シンプルで、暴力的で、圧倒的に力強い言葉。

 

私が「否定」から入っているのに対して、彼女は純粋な「理想」を追い求めている。ベクトルは違う。だが「常識」や「枠組み」を壊そうとする魂の在り方は、驚くほど似ていた。

 

「ふふっ」

 

笑みがこぼれた。こんな近くに、こんなに単純で熱い同志がいたなんて。

 

「茨の道だからやめちまえ、とは言わねえ。お前がそれを選んだなら、それがお前の覇道だ。貫き通せよ、モエ。外野の声なんか、お前のスピードで置き去りにしちまえ」

 

どんな慰めよりも心に響いた。「頑張れ」でも「無理するな」でもない。「やっちまえ」という共犯者のエール。

 

「ありがとう。
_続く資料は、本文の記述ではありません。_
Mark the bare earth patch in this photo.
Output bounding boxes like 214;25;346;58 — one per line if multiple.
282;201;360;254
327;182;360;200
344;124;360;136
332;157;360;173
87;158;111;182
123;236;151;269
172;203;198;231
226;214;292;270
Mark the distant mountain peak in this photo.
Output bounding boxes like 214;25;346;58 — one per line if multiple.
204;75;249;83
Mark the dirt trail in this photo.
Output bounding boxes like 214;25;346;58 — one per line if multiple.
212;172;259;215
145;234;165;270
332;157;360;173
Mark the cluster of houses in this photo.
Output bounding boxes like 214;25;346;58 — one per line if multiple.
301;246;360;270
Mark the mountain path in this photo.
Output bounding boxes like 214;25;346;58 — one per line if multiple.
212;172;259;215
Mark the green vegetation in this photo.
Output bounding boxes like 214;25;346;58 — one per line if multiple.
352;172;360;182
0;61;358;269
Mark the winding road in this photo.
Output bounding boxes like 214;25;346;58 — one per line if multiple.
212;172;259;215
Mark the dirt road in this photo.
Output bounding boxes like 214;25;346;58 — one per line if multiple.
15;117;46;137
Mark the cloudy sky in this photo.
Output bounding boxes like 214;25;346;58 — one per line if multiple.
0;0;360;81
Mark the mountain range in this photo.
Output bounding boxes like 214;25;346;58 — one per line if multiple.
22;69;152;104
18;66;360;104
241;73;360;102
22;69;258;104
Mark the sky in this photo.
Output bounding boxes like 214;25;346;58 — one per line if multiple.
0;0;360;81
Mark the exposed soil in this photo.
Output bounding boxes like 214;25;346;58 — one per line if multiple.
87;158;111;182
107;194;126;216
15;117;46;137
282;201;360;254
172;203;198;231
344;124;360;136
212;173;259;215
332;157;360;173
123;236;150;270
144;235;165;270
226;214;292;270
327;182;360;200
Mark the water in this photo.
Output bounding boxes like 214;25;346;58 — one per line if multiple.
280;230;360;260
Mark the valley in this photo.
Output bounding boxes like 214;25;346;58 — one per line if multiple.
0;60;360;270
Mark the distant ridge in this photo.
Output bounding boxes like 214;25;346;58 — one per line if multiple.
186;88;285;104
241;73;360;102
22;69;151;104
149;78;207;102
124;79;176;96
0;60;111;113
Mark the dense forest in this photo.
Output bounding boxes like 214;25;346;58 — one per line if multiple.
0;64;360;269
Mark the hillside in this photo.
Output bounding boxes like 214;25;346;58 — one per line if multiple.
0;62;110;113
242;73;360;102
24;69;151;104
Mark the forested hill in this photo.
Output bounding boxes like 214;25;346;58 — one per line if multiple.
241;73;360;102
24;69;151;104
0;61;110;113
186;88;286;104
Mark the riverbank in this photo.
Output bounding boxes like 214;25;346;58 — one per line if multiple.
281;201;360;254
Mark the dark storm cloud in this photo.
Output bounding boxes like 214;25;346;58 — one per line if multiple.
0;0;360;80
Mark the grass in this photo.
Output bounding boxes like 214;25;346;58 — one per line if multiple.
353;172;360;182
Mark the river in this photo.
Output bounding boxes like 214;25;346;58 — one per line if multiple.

少し元気出た」

 

「おう! 礼はレースで返せよ。お前が勝ち上がってこねえと、張り合いがねえからな」

 

ウオッカは白米を一気にかき込んで立ち上がった。

 

「じゃあな! 予鈴の前に教室戻って寝溜めするわ!」

 

「ちょっと、待ちなさいウオッカ!」

 

食堂の入り口から凛とした声。ツインテールのダイワスカーレットが、怒り肩で早足に歩み寄ってくる。

 

「げ」

 

「『げ』じゃないわよ! また午後の小テスト忘れてるでしょ! 補習になったらトレーニングに響くのよ? 自分の管理もできないで、何がカッコいいよ」

 

「あー、そういやそんなんあったな」

 

スカーレットの手には対策プリントが握られている。わざわざ声をかけに来るあたり、放っておけないのだろう。

 

二人のやり取りを見ていると、さっきまでの深刻な悩みが少し遠くなった。王道を往く優等生と、覇道を往く反逆児。対照的だが、根底にある「強さへの渇望」は同じだ。

 

「仲良いね、二人とも」

 

声を揃えて叫んだ。

 

「「良くない!!」」

 

息ぴったり。周囲からクスクスと笑い声。

 

「はいはい」

 

残りのパスタを口に運んだ。冷めていたけど、さっきよりずっと美味しかった。

 

ウオッカはスカーレットに首根っこを掴まれて教室へ引きずられていく。「離せよ! オレは眠いんだよ!」「うるさい! 赤点取ったら承知しないわよ!」

 

水を飲んだ。

 

現実は変わらない。精神的に持ち直しても、肉体の限界は消えない。2000メートルの壁は高い。次のレースも同じように苦しむかもしれない。

 

けれど。

「貫き通せ」と言ってくれた友がいる。

「マシな走りを見せろ」と怒ってくれたライバルがいる。

 

トレーナーはまだ次のプランを明かしていない。「考えがある」とだけ言って、昨晩はパソコンに向かっていた。

 

私の中には一つの予感があった。あの人なら、この状況を打破するための、とんでもない手を打ってくるはずだ。

 

トレーを片付けて、午後の授業に向かった。

足取りは来た時より、少しだけ軽かった。